Getting too many search results from the scan? Increase the filter criteria. Volume is good, so increase the average volume, or increase the average daily percentage movement. You can also narrow the price range of the stock screen, or add an exchange filter.
Too few results? Relax the criteria. Try a different price first, then slightly reduce the volume or the average daily range.
Where to Run Your High Volatility Stock Screen
If you only want a handful of stocks you can use the free version of the screener at StockFetcher.com. The free version shows you five results from your stock screen. If you pay a small monthly fee, you see all the results. Here is the StockFetcher screen that I use. Cut and paste it into StockFetcher (MyFilters>Create New).
and Price is between $5 and $150
and Average volume (50) is greater than 4000000
and average volume (10) is greater than 4000000
and exchange is not amex
add column Average Volume (30)
add column Average Day Range (30)
Tweak the screen to your liking. I have excluded Amex in the screen to avoid leveraged ETFs. Those move a lot, but I prefer looking at stocks which are moving a lot. Use “and exchange is NYSE” to get stocks only listed on NYSE, or “and exchange is NASDAQ” for only stocks on the Nasdaq. The screener only works on US equities.
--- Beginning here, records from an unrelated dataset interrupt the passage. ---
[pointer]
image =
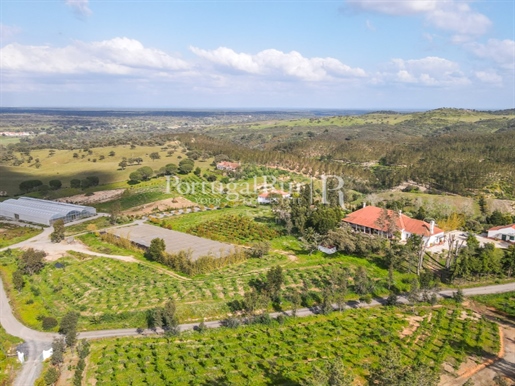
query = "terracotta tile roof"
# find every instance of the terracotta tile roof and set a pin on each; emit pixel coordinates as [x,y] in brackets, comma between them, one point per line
[502,227]
[268,193]
[228,165]
[370,217]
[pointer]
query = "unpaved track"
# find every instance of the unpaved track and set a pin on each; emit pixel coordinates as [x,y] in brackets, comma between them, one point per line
[36,341]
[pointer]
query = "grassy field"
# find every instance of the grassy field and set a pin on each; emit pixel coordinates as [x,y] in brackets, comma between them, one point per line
[12,234]
[99,223]
[285,354]
[110,293]
[8,360]
[503,302]
[62,165]
[431,118]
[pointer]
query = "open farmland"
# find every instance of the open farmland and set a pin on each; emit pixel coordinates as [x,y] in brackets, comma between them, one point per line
[110,293]
[63,165]
[284,354]
[12,234]
[505,303]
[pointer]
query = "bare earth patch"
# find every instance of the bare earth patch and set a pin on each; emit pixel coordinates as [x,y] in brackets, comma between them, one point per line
[414,323]
[161,205]
[98,197]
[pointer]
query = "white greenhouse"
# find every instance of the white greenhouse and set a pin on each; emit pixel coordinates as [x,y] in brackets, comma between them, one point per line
[43,212]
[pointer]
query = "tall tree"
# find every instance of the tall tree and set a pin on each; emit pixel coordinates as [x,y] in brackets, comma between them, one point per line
[58,234]
[274,281]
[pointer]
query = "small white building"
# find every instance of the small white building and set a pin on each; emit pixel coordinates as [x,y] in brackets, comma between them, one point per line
[327,250]
[228,166]
[268,196]
[503,232]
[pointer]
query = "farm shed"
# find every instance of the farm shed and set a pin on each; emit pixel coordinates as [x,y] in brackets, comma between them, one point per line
[43,212]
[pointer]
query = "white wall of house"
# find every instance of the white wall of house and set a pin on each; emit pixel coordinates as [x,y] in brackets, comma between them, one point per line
[508,232]
[429,241]
[263,200]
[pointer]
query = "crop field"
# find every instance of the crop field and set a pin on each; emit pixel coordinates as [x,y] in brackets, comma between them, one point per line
[8,360]
[504,302]
[185,222]
[99,223]
[284,354]
[109,293]
[12,234]
[233,228]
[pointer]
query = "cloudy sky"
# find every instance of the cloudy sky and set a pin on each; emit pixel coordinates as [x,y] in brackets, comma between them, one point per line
[370,54]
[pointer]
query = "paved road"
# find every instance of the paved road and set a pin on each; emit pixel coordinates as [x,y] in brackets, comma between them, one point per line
[36,341]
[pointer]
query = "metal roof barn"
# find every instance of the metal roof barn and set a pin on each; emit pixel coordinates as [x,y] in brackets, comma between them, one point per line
[43,212]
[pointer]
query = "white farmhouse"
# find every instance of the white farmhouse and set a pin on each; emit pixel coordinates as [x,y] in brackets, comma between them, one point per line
[268,196]
[376,221]
[503,232]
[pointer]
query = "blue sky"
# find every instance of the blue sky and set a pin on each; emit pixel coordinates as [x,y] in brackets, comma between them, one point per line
[371,54]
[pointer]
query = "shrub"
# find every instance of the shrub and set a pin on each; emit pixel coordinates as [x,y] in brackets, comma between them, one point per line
[49,323]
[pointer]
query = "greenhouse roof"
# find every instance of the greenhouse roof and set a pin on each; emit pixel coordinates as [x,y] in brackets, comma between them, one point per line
[42,211]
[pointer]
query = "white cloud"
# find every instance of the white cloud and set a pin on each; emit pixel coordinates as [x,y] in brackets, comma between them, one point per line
[79,7]
[276,63]
[459,18]
[429,71]
[398,7]
[447,15]
[501,52]
[490,77]
[8,31]
[118,56]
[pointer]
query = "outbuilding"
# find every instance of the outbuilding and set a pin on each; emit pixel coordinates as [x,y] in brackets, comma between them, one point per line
[503,232]
[43,212]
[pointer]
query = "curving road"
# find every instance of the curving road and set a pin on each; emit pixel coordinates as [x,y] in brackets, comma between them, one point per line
[36,341]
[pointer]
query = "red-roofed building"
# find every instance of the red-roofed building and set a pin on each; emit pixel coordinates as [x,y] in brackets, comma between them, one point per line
[503,232]
[386,222]
[229,166]
[267,197]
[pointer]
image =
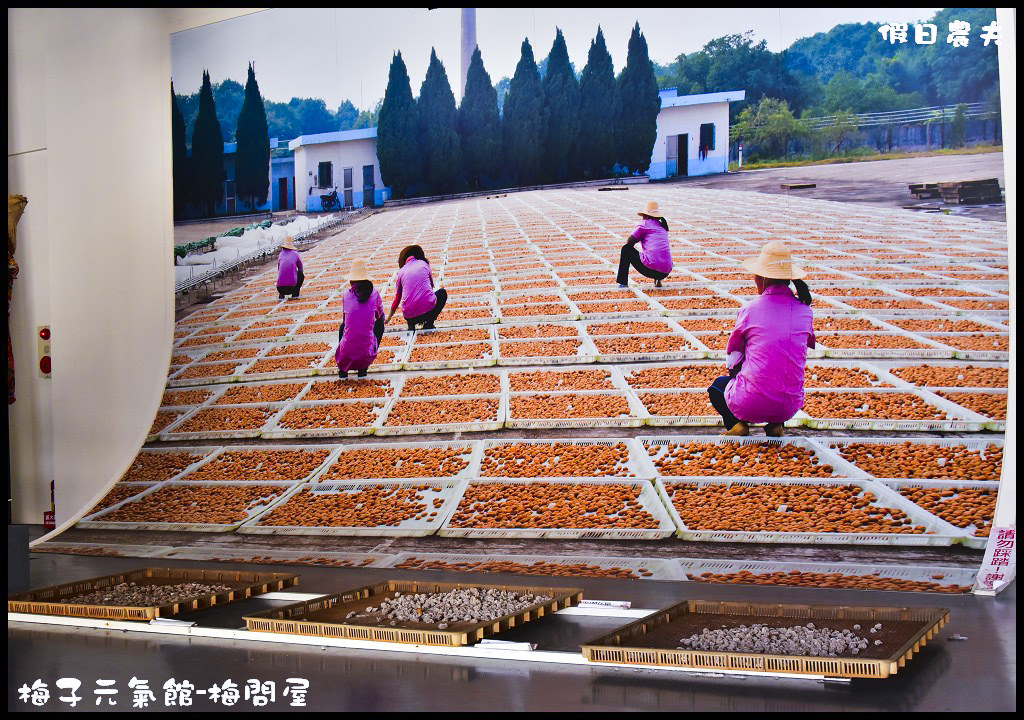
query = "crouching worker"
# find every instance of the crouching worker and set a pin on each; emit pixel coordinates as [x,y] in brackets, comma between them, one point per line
[290,276]
[361,324]
[415,290]
[767,352]
[654,257]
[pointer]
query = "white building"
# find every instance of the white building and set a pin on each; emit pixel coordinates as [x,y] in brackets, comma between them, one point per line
[345,161]
[692,134]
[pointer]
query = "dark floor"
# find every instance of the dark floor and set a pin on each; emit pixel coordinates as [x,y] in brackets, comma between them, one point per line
[977,675]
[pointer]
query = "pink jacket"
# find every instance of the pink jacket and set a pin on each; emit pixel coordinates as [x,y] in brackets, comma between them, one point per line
[655,252]
[289,264]
[773,332]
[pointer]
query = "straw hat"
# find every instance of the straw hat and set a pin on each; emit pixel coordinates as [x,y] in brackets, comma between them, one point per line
[651,210]
[358,271]
[775,261]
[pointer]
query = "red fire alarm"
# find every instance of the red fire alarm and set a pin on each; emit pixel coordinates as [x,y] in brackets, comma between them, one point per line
[44,350]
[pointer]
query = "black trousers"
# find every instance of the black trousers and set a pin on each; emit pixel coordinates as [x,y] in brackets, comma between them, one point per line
[427,319]
[716,393]
[292,290]
[378,330]
[631,256]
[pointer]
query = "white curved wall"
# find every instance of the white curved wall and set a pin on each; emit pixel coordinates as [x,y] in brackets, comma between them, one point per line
[89,143]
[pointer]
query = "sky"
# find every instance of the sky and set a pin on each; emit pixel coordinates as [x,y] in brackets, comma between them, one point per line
[345,53]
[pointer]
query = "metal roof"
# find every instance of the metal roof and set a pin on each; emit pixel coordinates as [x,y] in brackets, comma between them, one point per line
[337,136]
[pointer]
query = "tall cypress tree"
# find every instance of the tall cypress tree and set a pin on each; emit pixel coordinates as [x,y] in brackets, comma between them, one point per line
[597,111]
[561,99]
[252,155]
[396,132]
[639,104]
[208,152]
[524,121]
[479,126]
[438,138]
[179,158]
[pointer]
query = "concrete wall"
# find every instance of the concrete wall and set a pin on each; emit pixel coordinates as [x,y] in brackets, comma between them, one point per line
[687,119]
[350,154]
[89,144]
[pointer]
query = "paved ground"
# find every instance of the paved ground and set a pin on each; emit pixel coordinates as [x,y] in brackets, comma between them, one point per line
[881,183]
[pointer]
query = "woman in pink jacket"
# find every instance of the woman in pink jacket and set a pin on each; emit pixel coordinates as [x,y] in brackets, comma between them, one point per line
[290,276]
[654,257]
[361,324]
[415,290]
[767,352]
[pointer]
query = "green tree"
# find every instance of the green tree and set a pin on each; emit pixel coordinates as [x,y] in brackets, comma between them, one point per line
[208,152]
[396,132]
[769,127]
[441,160]
[843,129]
[561,100]
[597,110]
[346,115]
[479,126]
[957,127]
[252,155]
[369,118]
[228,95]
[636,126]
[179,158]
[522,129]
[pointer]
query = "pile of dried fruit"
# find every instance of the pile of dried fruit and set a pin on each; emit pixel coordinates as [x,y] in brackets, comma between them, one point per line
[347,389]
[569,406]
[991,405]
[157,467]
[214,370]
[463,384]
[678,404]
[734,459]
[806,579]
[164,419]
[827,376]
[242,394]
[338,415]
[541,348]
[261,465]
[360,463]
[563,380]
[579,569]
[368,506]
[557,505]
[886,406]
[442,412]
[556,460]
[962,507]
[922,461]
[771,507]
[461,351]
[953,376]
[676,376]
[196,504]
[642,343]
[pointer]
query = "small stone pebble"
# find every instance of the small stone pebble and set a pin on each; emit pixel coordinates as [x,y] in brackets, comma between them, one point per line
[797,640]
[468,605]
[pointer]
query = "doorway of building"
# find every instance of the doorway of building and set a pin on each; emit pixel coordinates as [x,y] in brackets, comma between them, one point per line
[283,194]
[348,186]
[368,185]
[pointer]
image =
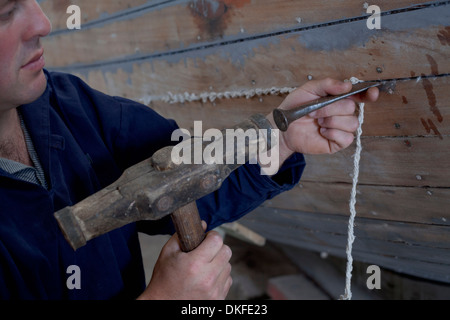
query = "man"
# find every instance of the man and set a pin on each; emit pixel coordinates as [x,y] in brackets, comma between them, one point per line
[61,141]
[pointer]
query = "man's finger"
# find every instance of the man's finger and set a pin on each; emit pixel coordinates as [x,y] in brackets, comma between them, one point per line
[340,108]
[327,87]
[370,95]
[344,123]
[338,139]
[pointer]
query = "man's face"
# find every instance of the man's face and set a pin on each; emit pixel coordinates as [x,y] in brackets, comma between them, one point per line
[22,80]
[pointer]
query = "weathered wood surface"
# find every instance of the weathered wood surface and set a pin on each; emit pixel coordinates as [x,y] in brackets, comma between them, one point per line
[145,49]
[416,249]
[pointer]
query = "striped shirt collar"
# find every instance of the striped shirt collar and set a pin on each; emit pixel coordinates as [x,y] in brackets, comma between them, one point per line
[21,171]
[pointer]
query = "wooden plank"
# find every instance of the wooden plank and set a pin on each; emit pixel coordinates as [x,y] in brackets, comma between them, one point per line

The last two functions in the screen–the “add column” ones–make for easier sorting. Once you have your results, click on the Average Day Range column to sort from highest to lowest volatility.
I run this screen, and one other one, each week to find day trading stocks for the week. The full list is published on the Day Trading Stocks Picks page.
Final Word On The High Volatility Stock Screen
This high volatility stock screen is great for finding stocks that move a lot during the day, and that also have adequate volume for day trading. If you are new to day trading or have a tendency to get anxious when trading, don’t use this screener. These stocks move very quickly so you need to be on your toes and on top of your game. Knowing which stocks to trade is only a small part of the battle.